I implemented a differential evolution algorithm for a side project I was doing. Because the crossover step seemed to involve a lot of parameter choices (e.g. crossover probabilities), I decided to skip it and just use mutation. The method seemed to work ok, but I am unsure whether I would get better performance if I introduced crossover.
Main Question: What is the motivation behind introducing crossover to differential evolution? Can you provide a toy example where introducing crossover out-performs pure mutation?
My intuition is that crossover will produce something like the following in 2-dimensions. Say we have two parent vectors (red). Uniform crossover could produce a new trial vector at one of the blue points.
I am not sure why this kind of exploration would be expected to be beneficial. In fact, it seems like this could make performance worse if high-fitness solutions follow some linear trend. In the figure below, lets say the red points are the current population, and the optimal solution is towards the lower right corner. The population is traveling down a valley such that the upper right and lower left corners produce bad solutions. The upper left corner produces "okay" but suboptimal solutions. Notice how uniform crossover produces trials (in blue) that are orthogonal to the direction of improvement. I've used a cross-over probability of 1 and neglected mutation to illustrate my point (see code). I imagine this situation could arise quite frequently in optimization problems, but could be misunderstanding something.
Note: In the above example, I am implicitly assuming that the population was randomly initialized (uniformly) across this space, and has begun to converge to the correct solution down the central valley (top left to bottom right).
This toy example is convex, and thus differential evolution wouldn't even be the appropriate technique. However, if this motif was embedded in a multi-modal fitness landscape, it seems like crossover might be detrimental. While crossover does support exploration, which could be beneficial, I am not sure why one would choose to explore in this particular direction.
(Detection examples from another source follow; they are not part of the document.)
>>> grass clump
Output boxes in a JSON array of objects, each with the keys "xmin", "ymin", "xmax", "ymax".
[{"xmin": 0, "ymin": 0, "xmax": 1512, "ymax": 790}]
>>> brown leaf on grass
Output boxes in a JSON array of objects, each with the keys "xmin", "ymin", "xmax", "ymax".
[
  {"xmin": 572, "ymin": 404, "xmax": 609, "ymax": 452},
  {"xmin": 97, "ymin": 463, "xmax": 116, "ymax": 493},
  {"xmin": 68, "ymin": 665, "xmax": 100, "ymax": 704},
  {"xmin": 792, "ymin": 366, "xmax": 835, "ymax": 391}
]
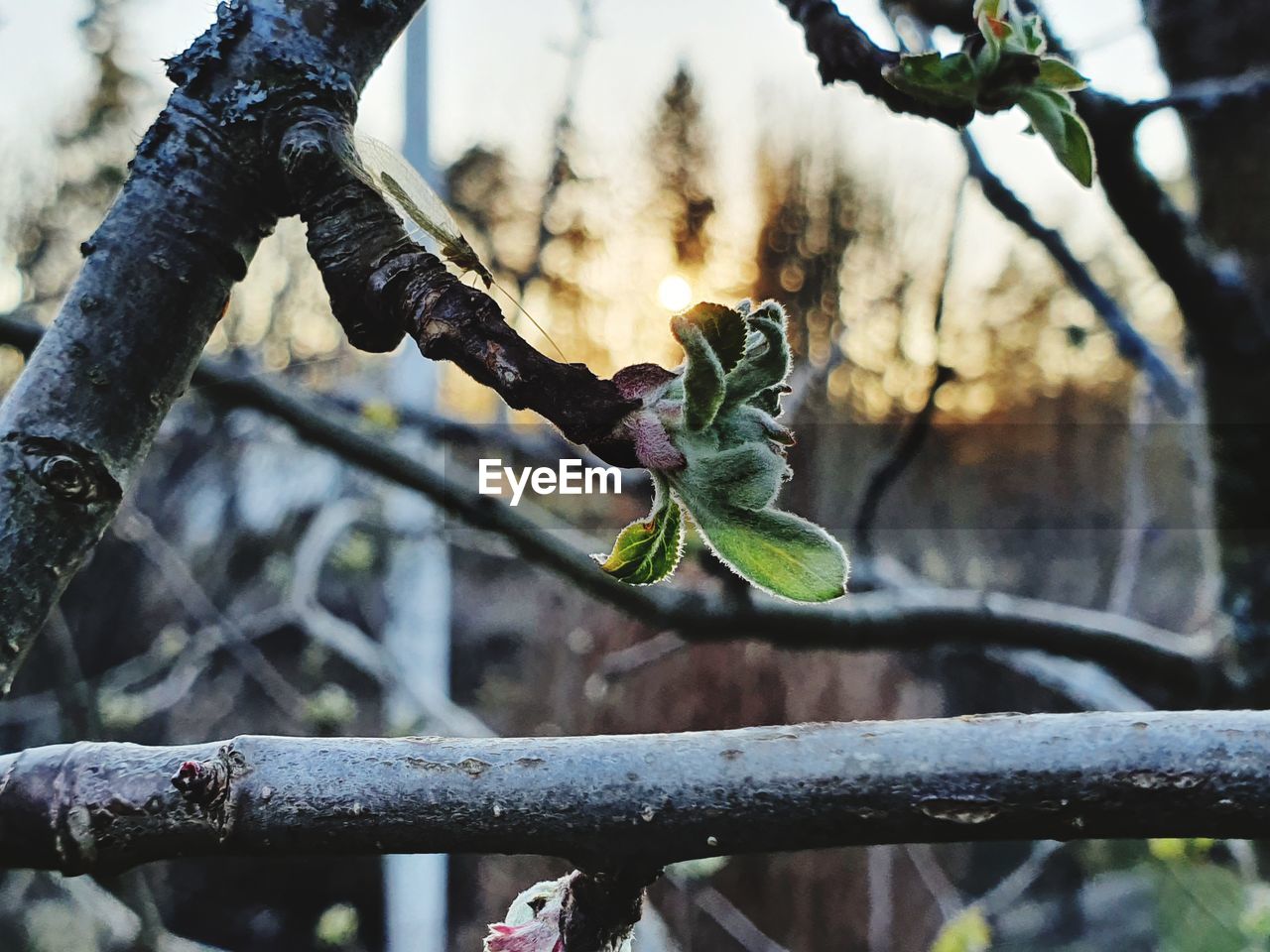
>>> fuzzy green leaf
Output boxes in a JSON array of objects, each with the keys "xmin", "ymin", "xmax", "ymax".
[
  {"xmin": 1019, "ymin": 89, "xmax": 1094, "ymax": 187},
  {"xmin": 671, "ymin": 317, "xmax": 725, "ymax": 430},
  {"xmin": 594, "ymin": 493, "xmax": 684, "ymax": 585},
  {"xmin": 1036, "ymin": 56, "xmax": 1089, "ymax": 91},
  {"xmin": 884, "ymin": 54, "xmax": 979, "ymax": 105},
  {"xmin": 671, "ymin": 443, "xmax": 789, "ymax": 512},
  {"xmin": 676, "ymin": 485, "xmax": 848, "ymax": 602},
  {"xmin": 727, "ymin": 313, "xmax": 793, "ymax": 404},
  {"xmin": 681, "ymin": 303, "xmax": 748, "ymax": 373}
]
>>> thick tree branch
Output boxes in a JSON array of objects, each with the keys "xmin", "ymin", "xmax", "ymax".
[
  {"xmin": 961, "ymin": 132, "xmax": 1190, "ymax": 416},
  {"xmin": 0, "ymin": 318, "xmax": 1218, "ymax": 695},
  {"xmin": 0, "ymin": 711, "xmax": 1270, "ymax": 874},
  {"xmin": 281, "ymin": 110, "xmax": 638, "ymax": 451},
  {"xmin": 0, "ymin": 0, "xmax": 423, "ymax": 693}
]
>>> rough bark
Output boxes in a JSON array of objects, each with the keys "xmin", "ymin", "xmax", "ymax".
[
  {"xmin": 0, "ymin": 0, "xmax": 632, "ymax": 693},
  {"xmin": 0, "ymin": 712, "xmax": 1270, "ymax": 874},
  {"xmin": 0, "ymin": 0, "xmax": 423, "ymax": 690}
]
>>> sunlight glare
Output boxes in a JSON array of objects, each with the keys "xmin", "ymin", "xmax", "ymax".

R code for the example above:
N = 50
x1 <- rnorm(N,mean=2,sd=0.5)
x2 <- -x1+4+rnorm(N,mean=0,sd=0.1)
plot(x1,x2,pch=21,col='red',bg='red',ylim=c(0,4),xlim=c(0,4))
x1_cx = list(rep(0, 50))
x2_cx = list(rep(0, 50))
for (i in 0:N) {
x1_cx[i] <- x1[i]
x2_cx[i] <- x2[sample(1:N,1)]
}
points(x1_cx,x2_cx,pch=4,col='blue',lwd=4)
Follow-up Question: If crossover is beneficial in certain situations, is there a sensible approach to a) determining if your specific problem would benefit from crossover, and b) how to tune the crossover parameters to optimize the algorithm?
A related stackoverflow question (I am looking for something more specific, with a toy example for instance): what is the importance of crossing over in Differential Evolution Algorithm?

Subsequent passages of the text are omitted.